Japan Year 7




November 13th marks my anniversary of coming to Japan. Around this time of year I'm always taken back to that time. A lot has changed since then, and then again, not much seems to have changed at all. Buildings have gone up and down, I've moved more times than I care to have, I've changed jobs between radically different industries and I can now say with confidence that I can speak Japanese better than ever.

This past year has been incredibly tough, stressful, chaotic, surprising, full of crises and problems. And yet I would not change a thing. Being under this much pressure has forced me to prioritize, find more efficient ways to do things, spend less, make more, and reassess and transform my business. A lot of things went sour, but there were also a lot of new opportunities that came up. Two years ago NOVA went belly-up, dragging thousands of people into a nightmare I rather not remember. Since then I've focused entirely on SoHo, giving it my all and all every day. I'm exhausted. The good thing is that it keeps going, we've had to tweak, cut back, adjust, trim, and restructure to make through a very bad business climate. We had the chance to rethink what SoHo is and design and build a new gallery space from scratch! My life is SoHo now. It's about all I can think about. Not the building, not the walls, but rather the people who make up this crazy place.
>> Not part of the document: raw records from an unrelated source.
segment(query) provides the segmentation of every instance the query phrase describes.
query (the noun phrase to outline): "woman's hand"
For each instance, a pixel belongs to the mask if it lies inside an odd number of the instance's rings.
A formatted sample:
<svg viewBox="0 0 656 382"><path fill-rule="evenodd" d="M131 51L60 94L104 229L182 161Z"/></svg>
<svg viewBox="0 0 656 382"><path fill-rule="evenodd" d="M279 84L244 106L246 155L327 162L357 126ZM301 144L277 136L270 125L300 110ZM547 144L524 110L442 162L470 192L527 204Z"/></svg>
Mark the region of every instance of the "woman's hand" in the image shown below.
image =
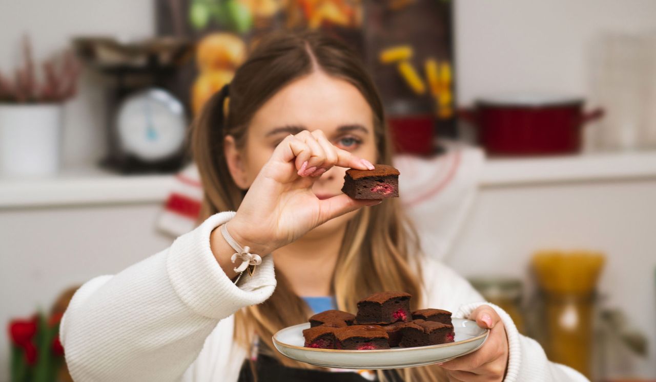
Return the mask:
<svg viewBox="0 0 656 382"><path fill-rule="evenodd" d="M440 366L452 381L502 381L508 366L508 349L501 318L491 307L483 305L472 313L470 319L476 320L481 328L490 329L487 339L476 351Z"/></svg>
<svg viewBox="0 0 656 382"><path fill-rule="evenodd" d="M263 256L333 218L380 202L344 194L317 198L312 184L334 165L373 169L369 162L335 147L321 130L287 137L249 187L228 231L251 252Z"/></svg>

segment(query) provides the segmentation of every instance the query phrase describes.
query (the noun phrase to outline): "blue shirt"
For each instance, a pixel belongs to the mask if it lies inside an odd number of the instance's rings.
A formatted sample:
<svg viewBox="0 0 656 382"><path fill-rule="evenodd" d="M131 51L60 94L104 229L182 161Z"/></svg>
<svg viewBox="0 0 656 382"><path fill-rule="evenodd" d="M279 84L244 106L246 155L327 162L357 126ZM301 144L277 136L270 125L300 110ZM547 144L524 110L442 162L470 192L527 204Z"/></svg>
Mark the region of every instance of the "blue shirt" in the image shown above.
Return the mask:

The gallery has become my child, and while it is very hard to run it, I would not do anything else in the world. Today, as I write this entry we're preparing for two rather large group shows with a total of 80 people participating. Nowdays I live for this kind of challenge and I love it. I've also been fortunate enough to have met dozens and dozens of really amazing people, working with them, talking with them and generally looking for a way forward in life and business. I now find myself writing for two great publications and taking part in a whole world of mainstream and underground art events doing business almost exclusively in Japanese.

Japan is like an onion. the more layers you peel, the more layers you find underneath. The more I think I know this place, the more I realise I don't! That is what fascinates me about this place, you never reach the bottom. In the 6 years I've been here I feel that I know less than when I first arrived. Freaky isn't it? The more you learn about the culture and its customs and its history, the more that is expected of you. Thus you're set up for much more learning and unique experiences. I've learned more Japanese over the past 2 years than in the 4 years before opening the gallery. The reason? survival.

The safety net is out, it burned off one fateful october day in 2007. While I am not yet where I want to be in terms of financial independence and business success, Thank God I'm no longer in the dark place I was in before. The road is still long ahead, and there are a shitload of challenges waiting for me, most of them under a crapload of layers I haven't even come across yet. Who knows what the future will bring. Come what may, That is less important than being able to realise that life is not this thing that you can plan out and predict. That in itself is one hell of a thing to know.